'Ini menghantui saya', kata penulis foto yang 'mengganggu'
Beberapa waktu yang lalu, kita telah membahas tentang kekuatan gambar yang mencatat tragedi, tentang bagaimana gambar-gambar tersebut hadir dalam berita dan dalam penghargaan foto jurnalistik yang besar. Namun demikian, sulit untuk mengukur dimensi manusia yang dapat dijangkau oleh sebuah gambar, yang memperjelas bahwa gambar tidak hanya tentang grafis - ini tentang rasa sakit orang, dan juga sulit untuk mengevaluasi harga yang dibebankannya kepada mereka yang berada di sisi lain layar,Sering dipandang sebagai "burung bangkai" yang memanjakan hak utama mereka yang menderita. Kami juga berbicara tentang Kevin Carter.
Minggu ini, majalah Tim menerbitkan kesaksian Taslima Akhter, seorang fotografer Bengali yang berada di reruntuhan bangunan yang runtuh di Savar, di pinggiran kota Dhaka, ibukota Bangladesh, pada 24 April lalu. Dia mengambil salah satu foto yang sulit untuk dilupakan, dan menyebutnya Pelukan Terakhir ("Pelukan terakhir"), sebuah gambar yang melambangkan tragedi yang menewaskan lebih dari seribu orang dan menyebabkan hampir 2.500 orang terluka.

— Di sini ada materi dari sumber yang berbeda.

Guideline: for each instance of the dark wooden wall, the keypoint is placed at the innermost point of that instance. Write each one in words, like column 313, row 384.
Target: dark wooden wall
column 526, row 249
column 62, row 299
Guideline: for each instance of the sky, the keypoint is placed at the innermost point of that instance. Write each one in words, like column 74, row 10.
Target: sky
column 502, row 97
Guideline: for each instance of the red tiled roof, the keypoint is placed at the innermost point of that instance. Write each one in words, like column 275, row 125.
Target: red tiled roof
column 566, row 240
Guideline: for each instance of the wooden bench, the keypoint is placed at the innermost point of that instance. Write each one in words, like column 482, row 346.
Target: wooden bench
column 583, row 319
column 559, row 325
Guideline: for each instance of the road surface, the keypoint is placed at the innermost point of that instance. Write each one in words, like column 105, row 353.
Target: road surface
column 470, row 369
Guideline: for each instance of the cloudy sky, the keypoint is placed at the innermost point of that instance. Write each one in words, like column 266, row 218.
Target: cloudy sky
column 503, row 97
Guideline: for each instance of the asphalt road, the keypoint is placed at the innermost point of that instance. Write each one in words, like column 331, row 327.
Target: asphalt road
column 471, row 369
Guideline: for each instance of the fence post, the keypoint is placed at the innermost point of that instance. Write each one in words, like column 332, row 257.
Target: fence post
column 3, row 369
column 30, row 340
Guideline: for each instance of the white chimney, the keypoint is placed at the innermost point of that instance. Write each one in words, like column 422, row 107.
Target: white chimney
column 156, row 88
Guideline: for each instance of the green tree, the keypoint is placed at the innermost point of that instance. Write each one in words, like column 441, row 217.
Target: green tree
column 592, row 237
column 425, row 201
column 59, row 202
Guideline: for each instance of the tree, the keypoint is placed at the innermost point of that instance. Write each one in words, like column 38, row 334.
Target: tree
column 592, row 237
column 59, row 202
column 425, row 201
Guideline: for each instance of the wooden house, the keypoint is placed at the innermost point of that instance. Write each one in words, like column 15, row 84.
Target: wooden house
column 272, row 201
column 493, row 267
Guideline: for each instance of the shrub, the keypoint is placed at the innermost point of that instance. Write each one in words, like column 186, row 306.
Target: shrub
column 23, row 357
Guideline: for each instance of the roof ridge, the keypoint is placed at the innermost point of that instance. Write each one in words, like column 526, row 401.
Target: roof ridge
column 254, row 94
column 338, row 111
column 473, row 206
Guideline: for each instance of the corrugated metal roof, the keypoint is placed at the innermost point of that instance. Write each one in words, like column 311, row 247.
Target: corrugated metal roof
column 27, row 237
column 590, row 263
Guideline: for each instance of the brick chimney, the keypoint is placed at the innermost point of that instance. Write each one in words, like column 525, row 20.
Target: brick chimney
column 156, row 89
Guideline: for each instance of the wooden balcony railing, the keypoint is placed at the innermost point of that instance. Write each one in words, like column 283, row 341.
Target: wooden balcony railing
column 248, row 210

Lihat juga: Film dokumenter Netflix menunjukkan tantangan yang menakjubkan dalam pembuatan film dan pemotretan satwa liar"Banyak gambar yang kuat dibuat setelah runtuhnya pabrik tekstil yang menghancurkan di pinggiran Dhaka. Tapi satu foto yang memilukan muncul, menangkap kesedihan seluruh negeri dalam satu gambar," tulis akun Tim di situs webnya.
Fotografer asal Bengali, Shahidul Alam, pendiri lembaga fotografi Asia Selatan, Pathshala, mengatakan kepada majalah tersebut bahwa foto tersebut, "meskipun sangat mengganggu, namun sangat indah. Sebuah pelukan dalam kematian, kelembutannya muncul di atas reruntuhan untuk menyentuh kita di tempat yang paling rentan, dan dengan tenang, foto ini memberi tahu kita: jangan pernah lagi."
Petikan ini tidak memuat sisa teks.